Unfortunately, this virtually impervious material does not have all the tribological characteristics of a reaction bonded silicon carbide, nor can it run at the higher duties of that material.

Figure 1. Graphite-loaded sintered SiC structure

Figure 1. Graphite-loaded sintered SiC structure

Graphite-Loaded Silicon Carbide

The marriage of silicon carbide and graphite was a normal progression. Graphite initially was added to reaction-bonded silicon carbide and quickly exhibited an increase in the performance capabilities of hard face combinations. While strength is reduced somewhat and the ability to handle abrasives is not as good as that of pure silicon carbide, tribological behavior is improved significantly. Using this type of material in at least one of the two hard faces extended the seal life cycle in some cases from minutes (i.e., unacceptable) to hundreds of hours.

Graphite-loaded sintered silicon carbide was more recently applied in hard face combinations. This unique family of composite materials has the benefits of sintered silicon carbide while incorporating a second, abradable phase that provides pockets or reservoirs for the "storage" of fluid.

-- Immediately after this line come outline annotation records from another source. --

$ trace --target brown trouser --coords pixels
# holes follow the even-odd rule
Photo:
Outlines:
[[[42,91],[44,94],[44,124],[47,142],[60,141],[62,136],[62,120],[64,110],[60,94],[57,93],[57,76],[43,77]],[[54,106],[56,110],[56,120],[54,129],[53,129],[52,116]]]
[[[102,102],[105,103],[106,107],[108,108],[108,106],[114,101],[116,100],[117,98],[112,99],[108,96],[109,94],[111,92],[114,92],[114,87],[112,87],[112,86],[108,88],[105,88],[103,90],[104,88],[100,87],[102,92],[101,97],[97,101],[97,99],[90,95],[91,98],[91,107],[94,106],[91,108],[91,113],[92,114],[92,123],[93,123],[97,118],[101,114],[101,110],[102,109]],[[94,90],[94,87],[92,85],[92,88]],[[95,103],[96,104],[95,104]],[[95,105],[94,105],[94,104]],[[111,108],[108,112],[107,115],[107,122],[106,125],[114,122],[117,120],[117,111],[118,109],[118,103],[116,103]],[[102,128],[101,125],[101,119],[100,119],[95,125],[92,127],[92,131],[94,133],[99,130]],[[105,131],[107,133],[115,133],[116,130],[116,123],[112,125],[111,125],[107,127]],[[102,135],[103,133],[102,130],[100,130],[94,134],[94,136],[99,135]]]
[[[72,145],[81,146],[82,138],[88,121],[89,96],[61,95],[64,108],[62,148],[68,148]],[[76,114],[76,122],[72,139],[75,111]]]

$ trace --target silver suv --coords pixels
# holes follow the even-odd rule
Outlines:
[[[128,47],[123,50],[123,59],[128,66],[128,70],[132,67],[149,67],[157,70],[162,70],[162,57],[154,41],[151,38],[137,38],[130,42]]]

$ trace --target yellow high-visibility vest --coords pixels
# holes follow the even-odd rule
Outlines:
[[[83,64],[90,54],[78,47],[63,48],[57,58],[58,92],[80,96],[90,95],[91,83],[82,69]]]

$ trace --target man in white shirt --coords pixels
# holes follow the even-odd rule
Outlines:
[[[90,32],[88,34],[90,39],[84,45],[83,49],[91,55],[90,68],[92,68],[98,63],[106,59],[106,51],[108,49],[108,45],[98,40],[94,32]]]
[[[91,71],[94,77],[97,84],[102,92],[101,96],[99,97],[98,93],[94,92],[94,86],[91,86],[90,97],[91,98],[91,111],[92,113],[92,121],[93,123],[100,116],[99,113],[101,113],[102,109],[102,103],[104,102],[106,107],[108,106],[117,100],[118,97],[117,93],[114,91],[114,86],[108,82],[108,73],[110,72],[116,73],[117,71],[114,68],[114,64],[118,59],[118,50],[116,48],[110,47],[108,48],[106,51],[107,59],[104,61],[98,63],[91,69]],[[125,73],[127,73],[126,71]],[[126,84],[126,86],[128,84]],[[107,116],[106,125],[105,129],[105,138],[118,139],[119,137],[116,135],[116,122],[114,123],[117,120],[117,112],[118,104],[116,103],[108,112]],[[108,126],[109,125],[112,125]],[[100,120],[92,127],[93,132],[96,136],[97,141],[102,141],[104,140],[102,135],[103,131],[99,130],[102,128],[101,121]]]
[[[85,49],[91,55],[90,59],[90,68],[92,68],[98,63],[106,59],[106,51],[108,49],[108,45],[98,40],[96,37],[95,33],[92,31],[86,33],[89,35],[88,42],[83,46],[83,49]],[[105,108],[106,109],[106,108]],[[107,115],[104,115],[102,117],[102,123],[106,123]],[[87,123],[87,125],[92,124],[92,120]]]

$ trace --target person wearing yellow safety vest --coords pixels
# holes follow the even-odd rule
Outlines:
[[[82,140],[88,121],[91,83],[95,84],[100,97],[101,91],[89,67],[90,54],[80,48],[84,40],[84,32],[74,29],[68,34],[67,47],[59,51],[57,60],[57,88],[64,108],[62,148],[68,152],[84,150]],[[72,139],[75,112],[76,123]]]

These composite silicon carbide hard face combinations enable higher contact pressures and speeds by improving interfacial lubrication in the same way a matte lap finish does. As shown in Figure 2, both graphite-loaded silicon carbide composites running against themselves have the highest relative P-V values of any of the hard-face pairs. When they are combined with a carbon-graphite mating material, P-V is further enhanced.

The reservoir's configuration is critical so as to not create other issues during operation. Specifically, edge breakdown around the reservoir can create debris that then damages the interface. A graphite-loaded sintered silicon carbide composite with properly configured reservoirs can provide for a smooth transition between the reservoir and the silicon carbide matrix.

Because of the uniformity of these composites, their characteristic performance will not change during operation, which can happen with matte lapping or other shallow surface treatments. Once the benefits of the matte lap have been removed, tribological behavior can change, especially during start-stop situations. Other surface treatments, should they separate from the substrate, can cause rapid and extensive damage to the interface.